Quindi sì, è materiale da collezionisti, e no, non è parificabile ad altri album di Four Tet. Detto questo è comunque molto interessante, ed oggi che puoi ascoltare musica a costo zero o quasi, mentre un tempo avresti dovuto sganciare venticinque sanguinonose mila lire o quindici sanguinosi euro, ti puoi permettere di fare il completista e di farti un’idea approfondita su un artista andandoti a cercare anche i suoi scarti di suoi lavorazione, i suoi abbozzi, le sue mezze idee.
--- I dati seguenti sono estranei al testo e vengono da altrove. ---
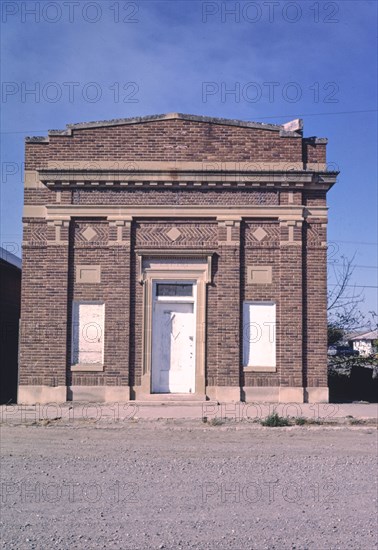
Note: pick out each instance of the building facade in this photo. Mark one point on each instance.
(175, 257)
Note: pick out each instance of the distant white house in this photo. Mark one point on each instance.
(364, 342)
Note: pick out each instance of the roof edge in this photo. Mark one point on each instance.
(284, 129)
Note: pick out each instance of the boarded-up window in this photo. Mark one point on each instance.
(87, 333)
(259, 334)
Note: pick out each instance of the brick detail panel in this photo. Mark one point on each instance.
(43, 316)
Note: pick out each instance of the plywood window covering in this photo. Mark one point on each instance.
(259, 334)
(88, 333)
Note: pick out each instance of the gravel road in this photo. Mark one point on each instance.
(186, 485)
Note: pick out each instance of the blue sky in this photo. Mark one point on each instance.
(102, 60)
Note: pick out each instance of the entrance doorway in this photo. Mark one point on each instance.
(173, 351)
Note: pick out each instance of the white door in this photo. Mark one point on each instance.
(173, 347)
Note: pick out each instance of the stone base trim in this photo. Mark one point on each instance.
(261, 394)
(226, 394)
(99, 394)
(317, 395)
(139, 393)
(31, 395)
(272, 394)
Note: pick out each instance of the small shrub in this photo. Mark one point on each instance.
(275, 421)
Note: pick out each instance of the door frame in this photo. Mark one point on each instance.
(166, 300)
(174, 266)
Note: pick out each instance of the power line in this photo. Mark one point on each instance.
(321, 114)
(353, 242)
(355, 265)
(355, 286)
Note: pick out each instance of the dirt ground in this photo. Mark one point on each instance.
(186, 485)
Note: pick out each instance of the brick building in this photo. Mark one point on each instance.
(175, 257)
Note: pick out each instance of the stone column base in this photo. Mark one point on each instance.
(31, 395)
(99, 394)
(317, 395)
(227, 394)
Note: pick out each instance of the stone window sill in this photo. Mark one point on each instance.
(95, 367)
(259, 369)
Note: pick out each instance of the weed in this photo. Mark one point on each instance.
(275, 421)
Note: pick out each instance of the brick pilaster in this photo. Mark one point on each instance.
(228, 283)
(290, 326)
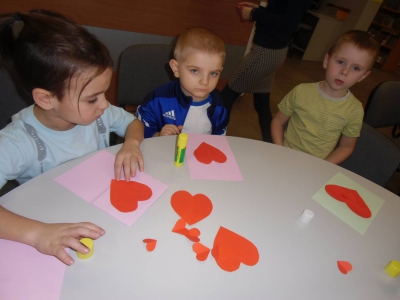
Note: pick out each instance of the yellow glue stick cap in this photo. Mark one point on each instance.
(393, 268)
(88, 242)
(182, 140)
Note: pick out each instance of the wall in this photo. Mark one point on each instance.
(121, 23)
(361, 15)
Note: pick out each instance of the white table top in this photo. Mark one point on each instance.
(297, 261)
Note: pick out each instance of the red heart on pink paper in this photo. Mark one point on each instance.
(191, 208)
(231, 249)
(124, 195)
(150, 244)
(206, 154)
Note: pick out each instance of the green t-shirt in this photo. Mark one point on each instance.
(317, 120)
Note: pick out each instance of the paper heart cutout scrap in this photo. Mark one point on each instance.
(191, 208)
(124, 195)
(201, 251)
(231, 249)
(206, 154)
(344, 266)
(150, 244)
(352, 199)
(192, 234)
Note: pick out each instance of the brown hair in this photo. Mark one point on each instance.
(46, 50)
(362, 40)
(198, 39)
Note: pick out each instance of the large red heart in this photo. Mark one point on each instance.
(150, 244)
(351, 198)
(191, 208)
(231, 249)
(206, 153)
(124, 195)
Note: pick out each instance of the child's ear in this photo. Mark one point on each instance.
(325, 63)
(174, 66)
(362, 77)
(43, 98)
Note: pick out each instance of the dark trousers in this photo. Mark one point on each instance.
(261, 105)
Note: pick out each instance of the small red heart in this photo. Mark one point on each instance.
(124, 195)
(352, 199)
(344, 266)
(150, 244)
(206, 153)
(201, 251)
(192, 234)
(191, 208)
(231, 249)
(180, 227)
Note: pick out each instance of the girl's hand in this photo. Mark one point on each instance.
(52, 239)
(127, 158)
(171, 129)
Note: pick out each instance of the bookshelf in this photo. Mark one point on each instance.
(385, 28)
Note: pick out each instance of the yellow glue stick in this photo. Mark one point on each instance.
(180, 149)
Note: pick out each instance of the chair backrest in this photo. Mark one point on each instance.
(12, 97)
(383, 106)
(375, 157)
(142, 68)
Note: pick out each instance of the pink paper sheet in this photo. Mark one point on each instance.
(91, 180)
(213, 171)
(26, 274)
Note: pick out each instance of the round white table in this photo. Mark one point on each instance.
(297, 261)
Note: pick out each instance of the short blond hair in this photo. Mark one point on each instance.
(362, 40)
(198, 40)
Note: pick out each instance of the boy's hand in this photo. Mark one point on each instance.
(127, 158)
(52, 239)
(170, 129)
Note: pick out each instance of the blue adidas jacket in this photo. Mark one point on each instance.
(169, 97)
E questo non è un lusso da poco. Ce lo dimentichiamo troppo spesso. Ci si lamenta tanto della “superficialità” degli ascolti nell’era dello streaming ma ehi, è veramente un paradosso: mai come oggi abbiamo infatti i mezzi per non essere superficiali. Mai come oggi. Tutto sta nel decidere se approfittarne o meno. E se non ne approfittiamo, non è colpa di nessuno se non nostra. Poi chiaro, non basta “ascoltare”, bisogna anche metterci la testa. Ascoltare con discernimento ed attenzione, insomma. E’ lì che sta la distinzione.
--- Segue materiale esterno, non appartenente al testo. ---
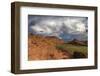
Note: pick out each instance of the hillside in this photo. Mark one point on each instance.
(44, 48)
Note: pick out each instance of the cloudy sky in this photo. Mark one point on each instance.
(63, 27)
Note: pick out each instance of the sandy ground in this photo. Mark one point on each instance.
(43, 48)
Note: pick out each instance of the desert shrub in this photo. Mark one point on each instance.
(61, 47)
(75, 51)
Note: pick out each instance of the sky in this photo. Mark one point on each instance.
(63, 27)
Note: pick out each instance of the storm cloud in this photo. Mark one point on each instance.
(63, 27)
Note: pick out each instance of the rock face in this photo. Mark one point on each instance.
(43, 48)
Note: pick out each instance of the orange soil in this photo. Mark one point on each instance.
(44, 48)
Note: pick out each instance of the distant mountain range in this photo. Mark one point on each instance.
(77, 42)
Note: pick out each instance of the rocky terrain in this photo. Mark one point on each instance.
(44, 48)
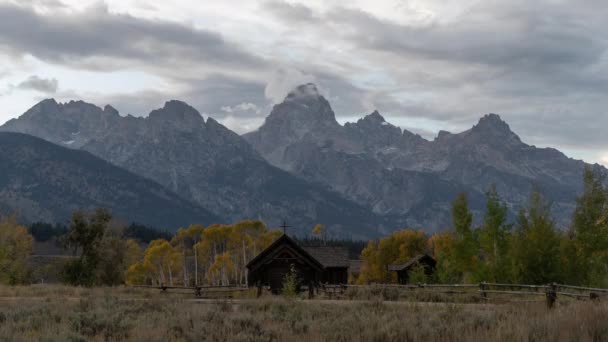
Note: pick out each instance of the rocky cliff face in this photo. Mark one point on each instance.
(44, 182)
(201, 161)
(392, 171)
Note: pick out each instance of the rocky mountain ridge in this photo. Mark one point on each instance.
(41, 181)
(202, 161)
(369, 159)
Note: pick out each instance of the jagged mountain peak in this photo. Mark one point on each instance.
(492, 125)
(179, 113)
(304, 91)
(108, 109)
(374, 117)
(492, 121)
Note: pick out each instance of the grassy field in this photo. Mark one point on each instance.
(61, 313)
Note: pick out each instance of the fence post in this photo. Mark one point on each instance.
(311, 290)
(551, 295)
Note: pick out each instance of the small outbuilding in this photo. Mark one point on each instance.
(314, 265)
(403, 270)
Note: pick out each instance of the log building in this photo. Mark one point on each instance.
(314, 265)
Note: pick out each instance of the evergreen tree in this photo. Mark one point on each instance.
(536, 244)
(465, 247)
(85, 238)
(590, 232)
(493, 239)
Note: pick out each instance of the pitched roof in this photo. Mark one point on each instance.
(274, 247)
(329, 256)
(410, 263)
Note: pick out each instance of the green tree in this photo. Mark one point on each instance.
(399, 247)
(493, 239)
(588, 262)
(465, 247)
(15, 248)
(536, 244)
(85, 239)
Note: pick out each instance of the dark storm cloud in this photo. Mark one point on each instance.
(43, 85)
(208, 95)
(98, 39)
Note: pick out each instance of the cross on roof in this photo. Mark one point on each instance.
(285, 226)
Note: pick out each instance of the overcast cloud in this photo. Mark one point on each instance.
(425, 65)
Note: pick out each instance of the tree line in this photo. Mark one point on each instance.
(529, 250)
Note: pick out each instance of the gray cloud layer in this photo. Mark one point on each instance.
(97, 39)
(542, 65)
(37, 83)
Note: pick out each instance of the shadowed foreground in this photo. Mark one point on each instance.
(55, 313)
E’ proprio per questo motivo che un materiale “secondario” di Four Tet come “Parallel” e “871” diventa ancora più importante. Tanto più adesso che abbiamo tempo, è assolutamente utile andare a tuffarsi nel materiale di un complemento che è una delle più curiose ed atipiche case history di successo nel mondo del clubbing. Non di questi anni, ma proprio di tutti i tempi. In assoluto. Ma prima di approfondire questo punto, che è focale, ascoltatevi un po’ “Parallel”, che è più il Four Tet così-come-lo-conoscete-tutti-oggi, giusto un po’ più ambient e un po’ più sognante e slabbrato (un brano atipico è la terza traccia, che pare un Vince Mendoza fine ’80, primi anni ’90, quando cioè tributava più di un omaggio ed un riferimento allo Zawinul digitale e scarnificato post-Weather Report).
Ecco. Può anche essere che prima di passare all’ascolto vi siate chiesti “E chi cazzo è Vince Mendoza?” o, caso ancora più grave, “E chi sarebbe Zawinul”, ma se partite così sappiate che con “871” butta ancora peggio, per voi, almeno in potenza. Si tratta di materiale antichissimo, con più di vent’anni di anzianità in qualche caso, visto che si tratta di roba risalente al periodo 1995-1997, quando Four Tet facevo parte di un trio, Fridge, e mai avrebbe immaginato di finire protagonista nei marosi del clubbing (di più: ancora non era uscito solitaria diventando, appunto, Four Tet e non più Kieran Hedben dei misconosciuti Fridge). Ecco di che si tratta.
Il filone, in realtà, è chiaro. Quello della sperimentazione post-rock, con concessioni al folk. Una cosa interessante da dire, venticinque anni più tardi o giù di lì, è come il filone della sperimentazione non abbia fatto poi passi da gigante. Questa è musica che potrebbe essere stata prodotta ancora oggi, e finire su The Wire (prendendosi anche dei moderati complimenti). Tutto ciò che è sperimentazione rock pare insomma essere entrato un po’ nel cul-de-sac in cui era entrata la musica classica contemporanea soprattutto nel Dopoguerra, e da cui ancora fa fatica ad uscire: diventare maniera, adagiarsi su binari consolidati. Forse semplicemente perché non ci sono alternative, perché ormai tutto è stato detto, tutto è stato fatto, tutto è stato sperimentato; o forse perché ci si è impigriti, ed essere nicchia è una comoda comfort zone.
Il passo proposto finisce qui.